Whether you are a salesperson or sales manager, it's important to not only be focused on the message that you are delivering, or planning to deliver, but rather, you need to really hear what others are saying to you. The message that you receive is just as important as the message that you give. If you put the hard work in to really listen on a deeper level, you will see a difference in how your communication skills will improve.
Here are some things to keep in mind when in your next meeting, listening to your next conference call, or meeting with a prospect:
- Really concentrate on what is being said. These words sound so easy, but really challenge yourself to stop talking, and let the other person get their message out. Our minds never stop thinking – which is what makes listening so difficult at times. There are many instances when someone else is talking and you are thinking about your next meeting that you have to make, or the family issues you left at home that morning.
Our brains never get a break, and that's why it's so important to force yourself to be in the moment -listening and digesting what the other person is saying completely.
You have worked hard to get that meeting, or that client, so always make sure that you do whatever it takes to make those minutes count.
- Be aware of what your body is saying to those around you when they are speaking, as well. Are you looking down or are you giving them direct eye contact? Are you leaning forward or pulling back? Are you fidgeting with your papers or pen? Do you seem somewhat enthusiastic about what they are saying, or are you sending signals that you are bored and would rather be somewhere else? People read into all of these signals, so always be sure that you are sending the right ones – showing the other person that you are really focused on the here and now.
- Do not allow your "brain" to make judgments too early in the conversation. Do you allow them to get their thought out or do you interrupt and finish their sentences?
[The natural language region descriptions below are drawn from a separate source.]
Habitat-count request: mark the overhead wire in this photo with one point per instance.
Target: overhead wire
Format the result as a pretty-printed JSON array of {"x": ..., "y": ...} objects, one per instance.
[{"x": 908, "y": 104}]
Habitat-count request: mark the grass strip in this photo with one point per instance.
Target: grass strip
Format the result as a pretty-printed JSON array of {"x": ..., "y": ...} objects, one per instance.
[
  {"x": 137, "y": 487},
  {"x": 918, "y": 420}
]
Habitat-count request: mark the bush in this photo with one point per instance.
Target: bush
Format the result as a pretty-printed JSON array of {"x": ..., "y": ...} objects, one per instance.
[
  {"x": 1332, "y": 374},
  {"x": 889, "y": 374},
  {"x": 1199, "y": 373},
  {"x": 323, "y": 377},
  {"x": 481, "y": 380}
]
Because we can listen faster than someone can speak, we have to take that extra moment to really "take in" what is being said, especially when it doesn't agree with you or your thoughts.
- Don't take things too personal.
When listening to negotiations with a customer, or a meeting with a boss, do you every feel angry?
I would be lying to you if I said no. However, no matter how hard it is, you need to keep your emotions in check. Neither the tone of your voice or the expression on your face should show what ever inner turmoil that you are experiencing. You are not sitting there listening with the purpose of convincing someone that they are wrong. A positive approach to a "difficult" conversation, and most of them are, would be to first comment on the points that you do agree on, and then explain the areas that you disagree with. You can offer your criticisms and differences, but doing so in a calm and collected manner will keep the conversation moving forward in a positive manner.
- Repeat – in a condensed version – what you heard back to the person who said it. "Paraphrasing" encourages you to listen carefully, ensuring that you will be on target with what is being said. Also, by saying your interpretation back to the other person, this gives then the chance to further clarify and expand on what they have said, as well. And, as we all know, the better the clearer the information that you get, the better it will be for you to do what you need to do. paraphrasing response will clarify for the sender that his or her message was correctly received and encourage the sender to expand on what he or she is trying to communicate.
- Be tuned in to the "emotional" part when listening to a conversation. Are you just hearing the words, or are you picking up on the anger or frustration in their voice, or their hesitation in some way? Are they acting jittery or nervous, or are they appearing confident? Are they making direct eye contact? Notice all of these things and then do what you need to do, either to make them feel more at ease, more confident, more understood.
Be a better listener in every situation in you life, and you will see what a valuable communicator you will become, and you will also find that those involved in your conversations will be appreciative of your listening skills, as well. The only information that will benefit you is that information that you "hear" fully. Keep your ears fully open at all times, and listening will be another sharpened tool in your sales process.